Troubler le beau, c’est aussi renverser la laideur, qui devient féconde, source d’inspiration. La voici renommée « imbeauté » par Bertrand Naivin, un autre contributeur, théoricien de l’art et des médias ; elle bouscule l’œil, habitué à certains standards. Des clichés de personnes âgées, proposés par le réalisateur et photographe Raphaël Sibilla, contribuent à brouiller les cartes.  « Je ne les regarde pas comme des corps, mais comme des œuvres d’art », précise la chercheuse. Subjectivité de la beauté.

« Ma perspective est éthique, dans le sens des éthiques du care, complète Stéphanie Pahud. Pour rendre notre monde plus habitable, avoir des relations plus résonnantes avec nous-même, les autres et nos environnements, et éviter certaines formes de stigmatisation et de discrimination, il faut prendre le temps de regarder autrement et de « désadhérer » de certaines normes que l’on a parfois incorporées malgré nous. Le but de l’essai est d’inciter à la disponibilité esthétique, et au plaisir des diversités. »

« J’aime les rugosités »

Et pourquoi évoquer les tatouages ? « J’ai déjà réfléchi à cette forme d’écriture du corps dans Chairissons-nous et dans la revue La Peaulogie. Les modifications corporelles font partie des voies possibles d’embellissement, explique la linguiste. Pour ma part, j’ai la sensation de m’être dé-genrée, un peu au moins, en me tatouant. En passant notamment sous les aiguilles de Raphaël Voirol, alias RafVO, qui a également collaboré à l’ouvrage et dont on pourra découvrir un portrait, je peux progressivement dessiner un « style de chair » qui rend mon corps plus habitable et, à mes yeux du moins, plus esthétique. »

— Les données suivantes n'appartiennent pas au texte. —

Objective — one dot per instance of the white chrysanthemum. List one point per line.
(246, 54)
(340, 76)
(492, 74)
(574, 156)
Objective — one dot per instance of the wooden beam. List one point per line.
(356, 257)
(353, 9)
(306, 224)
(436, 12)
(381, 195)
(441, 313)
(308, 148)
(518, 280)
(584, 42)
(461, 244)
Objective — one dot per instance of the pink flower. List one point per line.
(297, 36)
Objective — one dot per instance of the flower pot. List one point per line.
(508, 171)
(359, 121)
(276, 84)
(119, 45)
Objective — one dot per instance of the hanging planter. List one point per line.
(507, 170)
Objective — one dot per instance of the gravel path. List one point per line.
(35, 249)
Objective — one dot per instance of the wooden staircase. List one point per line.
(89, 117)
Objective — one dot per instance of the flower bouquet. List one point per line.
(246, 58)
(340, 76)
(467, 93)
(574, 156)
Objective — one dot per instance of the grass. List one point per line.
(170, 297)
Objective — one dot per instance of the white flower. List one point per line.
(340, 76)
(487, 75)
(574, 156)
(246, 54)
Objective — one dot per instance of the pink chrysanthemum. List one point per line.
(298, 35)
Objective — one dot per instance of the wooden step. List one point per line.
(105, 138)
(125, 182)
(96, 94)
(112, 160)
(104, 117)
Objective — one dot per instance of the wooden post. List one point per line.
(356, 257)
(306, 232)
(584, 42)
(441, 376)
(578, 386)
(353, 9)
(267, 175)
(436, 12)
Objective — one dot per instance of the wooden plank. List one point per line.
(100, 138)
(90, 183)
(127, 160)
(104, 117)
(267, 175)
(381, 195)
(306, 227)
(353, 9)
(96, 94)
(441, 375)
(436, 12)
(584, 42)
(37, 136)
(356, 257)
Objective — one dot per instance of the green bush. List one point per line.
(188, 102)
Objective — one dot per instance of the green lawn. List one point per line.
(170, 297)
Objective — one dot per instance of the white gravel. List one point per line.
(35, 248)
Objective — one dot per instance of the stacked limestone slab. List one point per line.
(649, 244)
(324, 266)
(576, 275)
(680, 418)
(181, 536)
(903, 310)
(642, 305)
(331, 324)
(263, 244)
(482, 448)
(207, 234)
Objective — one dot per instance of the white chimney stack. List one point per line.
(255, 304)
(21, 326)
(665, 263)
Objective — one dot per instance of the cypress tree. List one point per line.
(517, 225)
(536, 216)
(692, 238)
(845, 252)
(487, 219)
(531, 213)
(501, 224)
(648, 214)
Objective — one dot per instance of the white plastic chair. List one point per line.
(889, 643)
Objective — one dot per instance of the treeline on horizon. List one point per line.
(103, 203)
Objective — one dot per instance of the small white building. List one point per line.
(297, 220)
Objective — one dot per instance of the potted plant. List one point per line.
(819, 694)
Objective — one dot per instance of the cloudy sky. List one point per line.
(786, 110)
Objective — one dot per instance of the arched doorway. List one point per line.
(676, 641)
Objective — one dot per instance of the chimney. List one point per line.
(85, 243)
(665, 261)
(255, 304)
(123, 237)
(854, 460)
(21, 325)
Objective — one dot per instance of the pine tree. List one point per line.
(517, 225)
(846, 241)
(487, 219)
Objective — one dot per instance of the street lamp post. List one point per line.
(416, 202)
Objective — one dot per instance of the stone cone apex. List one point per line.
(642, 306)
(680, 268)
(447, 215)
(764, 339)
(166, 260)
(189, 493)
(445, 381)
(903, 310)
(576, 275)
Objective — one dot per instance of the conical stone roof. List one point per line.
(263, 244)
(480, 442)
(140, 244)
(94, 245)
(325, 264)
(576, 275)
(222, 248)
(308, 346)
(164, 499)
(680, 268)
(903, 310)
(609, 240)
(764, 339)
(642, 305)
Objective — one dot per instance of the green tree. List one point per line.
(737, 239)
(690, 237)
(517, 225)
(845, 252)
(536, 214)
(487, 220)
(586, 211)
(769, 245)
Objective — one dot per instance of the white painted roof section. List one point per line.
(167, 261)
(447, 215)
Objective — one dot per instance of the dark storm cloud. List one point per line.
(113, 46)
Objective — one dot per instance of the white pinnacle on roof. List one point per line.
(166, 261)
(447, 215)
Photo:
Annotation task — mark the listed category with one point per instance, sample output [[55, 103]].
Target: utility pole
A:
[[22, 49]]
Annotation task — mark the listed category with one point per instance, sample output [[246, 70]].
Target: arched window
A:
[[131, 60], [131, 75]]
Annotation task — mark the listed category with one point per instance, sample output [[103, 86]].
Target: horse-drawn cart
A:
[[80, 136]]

Et d’ajouter : « J’ai toujours été attirée par ce qui me trouble, me bouscule, me « provoque ». J’aime les rugosités. » Aveu d’une sensible. Alors, « porc-épic ou tigre ? » Stéphanie Pahud choisit l’un ET l’autre.

Troubles dans le beau, dirigé par Stéphanie Pahud, éditions Slatkine, septembre 2024

D’une série d’été à l’essai

L’ouvrage est né d’une série d’été : cinq pleines pages à rédiger durant une semaine sur le thème de la beauté, tâche que le quotidien Le Temps a confiée à Stéphanie Pahud, en 2023. La maître d’enseignement et de recherche à l’École de français langue étrangère de l’UNIL avait carte blanche pour choisir les cinq sous-thèmes abordés et les autrices et auteurs qui les traiteraient.

La linguiste ne s’est pas arrêtée en si bon chemin. Pour poursuivre la réflexion, « j’ai démarché les éditions Slatkine au culot », explique-t-elle, faisant appel à d’autres plumes pour compléter ce qui deviendra Troubles dans le beau. Elle travaille actuellement sur un prochain livre, Alice au pays du FLE, FLE pour « français langue étrangère ». Elle souhaite également écrire sur la notion de désir.